習近平が人民解放軍の核軍事力による脅迫で台湾政府を屈服させ、台湾に国家安全維持法を普及する事は、日本共産党にとって中国の内部問題です。

志位さんら日本共産党員は、レーニンの帝国主義論の枠組みで国際情勢を把握しますから、中国共産党、朝鮮労働党とロシアを大局的には平和勢力とみなします。

中朝露は米軍はアジアと欧州から出ていけ、と主張していますから。台湾政府は日米軍事同盟強化を支持しますから、日本共産党の平和理論では戦争勢力です。


志位さんは米国のペロシ下院議長の訪台を批判できなかった

ところで志位さんの声明は、日本共産党の平和理論から考えればおかしいのです。志位さんはペロシ下院議長の訪台を批判できませんでした。

ペロシ下院議長の訪台は、台湾海峡の軍事的緊張を激化させ、日米軍事同盟の強化を促すものだから断固反対、と志位さんは主張せねばなりませんでした。

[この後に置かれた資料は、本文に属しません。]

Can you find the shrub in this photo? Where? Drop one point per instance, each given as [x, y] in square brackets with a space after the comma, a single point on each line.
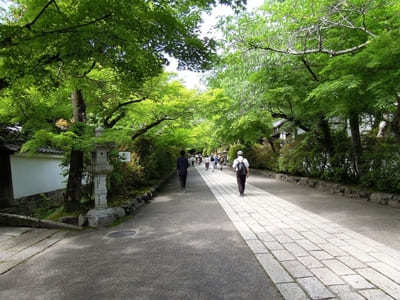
[381, 165]
[149, 162]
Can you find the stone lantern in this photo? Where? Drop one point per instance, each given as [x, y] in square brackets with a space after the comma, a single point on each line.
[102, 167]
[101, 214]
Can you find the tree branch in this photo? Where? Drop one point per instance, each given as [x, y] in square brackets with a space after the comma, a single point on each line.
[108, 124]
[311, 51]
[88, 71]
[151, 125]
[308, 67]
[72, 28]
[29, 25]
[291, 119]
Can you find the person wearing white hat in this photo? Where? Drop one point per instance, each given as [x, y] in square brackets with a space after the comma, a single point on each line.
[241, 167]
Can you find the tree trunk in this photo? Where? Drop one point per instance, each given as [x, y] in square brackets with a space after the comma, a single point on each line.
[395, 124]
[73, 193]
[271, 143]
[356, 141]
[326, 135]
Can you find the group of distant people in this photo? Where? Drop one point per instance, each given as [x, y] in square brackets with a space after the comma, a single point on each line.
[216, 161]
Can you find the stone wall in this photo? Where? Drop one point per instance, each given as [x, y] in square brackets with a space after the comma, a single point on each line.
[26, 205]
[392, 200]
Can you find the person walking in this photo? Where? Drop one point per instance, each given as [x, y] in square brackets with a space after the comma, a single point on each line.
[207, 162]
[181, 166]
[221, 162]
[241, 167]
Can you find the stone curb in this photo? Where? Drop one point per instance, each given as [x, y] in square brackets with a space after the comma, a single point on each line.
[17, 220]
[392, 200]
[131, 206]
[98, 218]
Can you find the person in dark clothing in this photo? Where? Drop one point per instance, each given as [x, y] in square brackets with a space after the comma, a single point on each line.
[241, 167]
[181, 166]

志位さんは有事の際には日米安保第五条により米軍に出動要請することを断言していますから、米国をあまり批判できにくくなっているのでしょうね(「新・綱領教室」下巻p56より)。


田村智子議員は台湾政府を戦争勢力とみなしている

田村智子議員は、参議院選挙の時に街頭演説で繰り返し、ASEANに倣い東アジアであらゆる紛争問題を話し合いで解決する枠組みをつくるべきだと力説していました。

しかし田村智子議員は、志位さんと同様に中国共産党に台湾政府とは話し合え、台湾政府のASEAN加盟と東アジアサミット参加を認めよと要求できません。


田村智子議員は、日米軍事同盟強化を支持する台湾政府を戦争勢力とみているのでしょう。田村智子議員がこう明言したわけではないのですが、そう考えるとわかりやすい。

田村智子議員にとって台湾政府は戦争勢力なのですから、中国共産党が台湾政府を核軍事力で脅迫し、台湾に国家安全維持法を普及していくことを社会進歩、平和への貢献とみなすのは当然です。